COUR D'APPEL DE DOUAI
Chambre des Libertés Individuelles
N° RG 23/00154 - N° Portalis DBVT-V-B7H-UWYV
N° de Minute : 161
Ordonnance du jeudi 26 janvier 2023
République Française
Au nom du Peuple Français
APPELANT
M. [X] [G]
né le 28 Janvier 1998 à [Localité 2] en Afghanistan
de nationalité Afghane
Actuellement retenu au centre de rétention de [Localité 1]

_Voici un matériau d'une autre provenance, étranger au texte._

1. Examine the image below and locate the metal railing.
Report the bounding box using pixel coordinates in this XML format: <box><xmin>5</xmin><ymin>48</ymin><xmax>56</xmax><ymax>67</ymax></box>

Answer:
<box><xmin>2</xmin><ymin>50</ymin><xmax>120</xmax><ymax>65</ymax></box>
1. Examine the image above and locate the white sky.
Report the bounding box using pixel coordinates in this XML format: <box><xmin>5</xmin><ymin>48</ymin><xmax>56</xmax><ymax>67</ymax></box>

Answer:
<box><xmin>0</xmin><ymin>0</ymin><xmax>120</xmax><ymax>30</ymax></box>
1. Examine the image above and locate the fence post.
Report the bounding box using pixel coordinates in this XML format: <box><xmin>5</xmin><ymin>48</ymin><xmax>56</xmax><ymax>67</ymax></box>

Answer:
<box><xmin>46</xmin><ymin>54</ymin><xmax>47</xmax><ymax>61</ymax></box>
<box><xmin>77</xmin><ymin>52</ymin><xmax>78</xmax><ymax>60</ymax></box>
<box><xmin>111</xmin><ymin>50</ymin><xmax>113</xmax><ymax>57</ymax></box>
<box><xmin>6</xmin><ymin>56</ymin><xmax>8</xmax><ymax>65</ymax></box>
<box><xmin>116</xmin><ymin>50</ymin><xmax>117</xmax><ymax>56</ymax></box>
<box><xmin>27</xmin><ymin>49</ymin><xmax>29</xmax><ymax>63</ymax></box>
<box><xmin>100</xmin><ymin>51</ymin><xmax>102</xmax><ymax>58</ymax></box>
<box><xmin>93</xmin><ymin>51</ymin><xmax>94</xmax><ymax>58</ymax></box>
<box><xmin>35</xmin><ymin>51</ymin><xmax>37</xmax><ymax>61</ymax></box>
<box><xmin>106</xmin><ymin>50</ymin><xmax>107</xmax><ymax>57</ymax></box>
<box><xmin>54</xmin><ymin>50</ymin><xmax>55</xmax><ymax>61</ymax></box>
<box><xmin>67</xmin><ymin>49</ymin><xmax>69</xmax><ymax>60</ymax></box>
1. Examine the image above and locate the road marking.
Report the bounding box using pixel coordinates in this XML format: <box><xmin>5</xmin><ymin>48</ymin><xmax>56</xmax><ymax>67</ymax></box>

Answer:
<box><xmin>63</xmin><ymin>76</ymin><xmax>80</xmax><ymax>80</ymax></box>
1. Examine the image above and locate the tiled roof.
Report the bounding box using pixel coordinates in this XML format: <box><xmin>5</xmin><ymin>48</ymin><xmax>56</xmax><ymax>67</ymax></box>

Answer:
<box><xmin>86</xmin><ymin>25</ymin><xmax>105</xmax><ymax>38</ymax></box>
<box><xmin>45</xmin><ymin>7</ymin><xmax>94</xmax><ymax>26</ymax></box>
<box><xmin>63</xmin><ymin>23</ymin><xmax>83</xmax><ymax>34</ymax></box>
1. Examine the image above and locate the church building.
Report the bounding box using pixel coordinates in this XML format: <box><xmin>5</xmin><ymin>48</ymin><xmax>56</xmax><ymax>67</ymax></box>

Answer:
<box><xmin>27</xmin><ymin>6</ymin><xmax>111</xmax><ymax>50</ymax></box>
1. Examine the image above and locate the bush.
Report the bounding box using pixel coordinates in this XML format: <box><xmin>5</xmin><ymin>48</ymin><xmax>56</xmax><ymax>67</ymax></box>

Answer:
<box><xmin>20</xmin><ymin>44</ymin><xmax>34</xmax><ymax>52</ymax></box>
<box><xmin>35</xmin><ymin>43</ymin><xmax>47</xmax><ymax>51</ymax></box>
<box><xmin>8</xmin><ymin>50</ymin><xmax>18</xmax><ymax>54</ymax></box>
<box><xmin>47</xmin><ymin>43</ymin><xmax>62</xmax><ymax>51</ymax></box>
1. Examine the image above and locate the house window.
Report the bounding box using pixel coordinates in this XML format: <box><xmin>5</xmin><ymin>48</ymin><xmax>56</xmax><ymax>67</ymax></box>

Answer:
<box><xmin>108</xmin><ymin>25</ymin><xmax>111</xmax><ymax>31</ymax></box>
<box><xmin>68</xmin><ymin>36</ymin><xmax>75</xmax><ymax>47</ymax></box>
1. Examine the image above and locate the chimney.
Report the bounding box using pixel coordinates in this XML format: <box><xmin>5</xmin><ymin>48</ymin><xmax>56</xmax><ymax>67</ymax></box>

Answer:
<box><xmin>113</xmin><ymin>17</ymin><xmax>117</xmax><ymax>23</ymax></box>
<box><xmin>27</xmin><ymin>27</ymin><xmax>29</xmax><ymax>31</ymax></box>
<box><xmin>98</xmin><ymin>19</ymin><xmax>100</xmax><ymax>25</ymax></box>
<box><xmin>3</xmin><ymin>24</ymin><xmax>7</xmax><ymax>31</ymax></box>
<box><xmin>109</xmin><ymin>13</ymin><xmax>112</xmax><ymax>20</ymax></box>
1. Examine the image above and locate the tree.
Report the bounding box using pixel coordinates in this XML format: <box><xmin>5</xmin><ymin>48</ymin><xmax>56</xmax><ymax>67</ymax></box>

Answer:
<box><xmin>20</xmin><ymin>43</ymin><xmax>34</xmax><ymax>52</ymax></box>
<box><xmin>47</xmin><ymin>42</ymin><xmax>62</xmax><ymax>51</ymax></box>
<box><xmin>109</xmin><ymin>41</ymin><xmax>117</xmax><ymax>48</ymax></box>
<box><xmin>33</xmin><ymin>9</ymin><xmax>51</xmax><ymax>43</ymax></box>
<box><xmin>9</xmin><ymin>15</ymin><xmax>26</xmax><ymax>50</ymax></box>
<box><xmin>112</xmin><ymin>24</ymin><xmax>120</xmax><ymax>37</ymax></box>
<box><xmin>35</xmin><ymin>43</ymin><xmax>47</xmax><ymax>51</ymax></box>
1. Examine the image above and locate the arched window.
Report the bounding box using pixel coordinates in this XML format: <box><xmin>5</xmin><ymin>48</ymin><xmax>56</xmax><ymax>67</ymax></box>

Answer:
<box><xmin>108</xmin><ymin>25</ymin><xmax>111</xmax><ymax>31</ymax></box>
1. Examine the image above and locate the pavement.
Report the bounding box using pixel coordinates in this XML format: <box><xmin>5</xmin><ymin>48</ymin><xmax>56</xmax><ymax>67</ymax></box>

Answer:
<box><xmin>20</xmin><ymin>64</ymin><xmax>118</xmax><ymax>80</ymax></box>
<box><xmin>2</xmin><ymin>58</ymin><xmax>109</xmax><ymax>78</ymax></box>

dûment avisé, comparant en personne
assisté de Me Théodora BUCUR, avocat au barreau de DOUAI, avocat (e) commis (e) d'office et de M. [P] [V] [O] [T] interprète assermenté en langue dari, tout au long de la procédure devant la cour
INTIMÉ
MME LA PREFETE DE LA SOMME
dûment avisée, absent non représentée
PARTIE JOINTE
M. le procureur général près la cour d'appel de Douai : non comparant
MAGISTRAT(E) DELEGUE (E) : Danielle THEBAUD, conseillère à la cour d'appel de Douai désigné(e) par ordonnance pour remplacer le premier président empêché
assisté(e) de Véronique THÉRY, greffière
DÉBATS : à l'audience publique du jeudi 26 janvier 2023 à 13 h 30
ORDONNANCE : prononcée publiquement à Douai, le jeudi 26 janvier 2023 à
Le premier président ou son délégué,
Vu les articles L.740-1 à L.744-17 et R.740-1 à R.744-47 du code de l'entrée et du séjour des étrangers et du droit d'asile (CESEDA) ;
Vu l'ordonnance rendue le 25 janvier 2023 par le Juge des libertés et de la détention de BOULOGNE SUR MER prolongeant la rétention administrative de M. [X] [G] ;
Vu l'appel interjeté par M. [X] [G] par déclaration reçue au greffe de la cour d'appel de ce siège le 25 janvier 2023sollicitant la main-levée du placement en rétention administrative ;
Vu l'audition des parties, les moyens de la déclaration d'appel et les débats de l'audience ;
A sa levée d'écrou intervenue le 23 janvier 2023 à 9h08, M. [X] [G] né le 28 janvier 1998 à [Localité 2] (Afghanistan), de nationalité Afghane, a fait l'objet d'une obligation de quitter le territoire français sans délai de départ volontaire, fixant le pays de destination de la reconduite, lui faisant interdiction de retour sur le territoire français pendant une durée d'un an, prononcée le 2 août 2022 par Mme la Préfète de la Somme, qui lui a été notifiée le 2 août 2022, et d'un arrêté ordonnant son placement en rétention administrative pour une durée de quarante-huit heures, prononcé le 23 janvier 2023 par la même autorité, qui lui a été notifié le 23 janvier 2023 à 09h08.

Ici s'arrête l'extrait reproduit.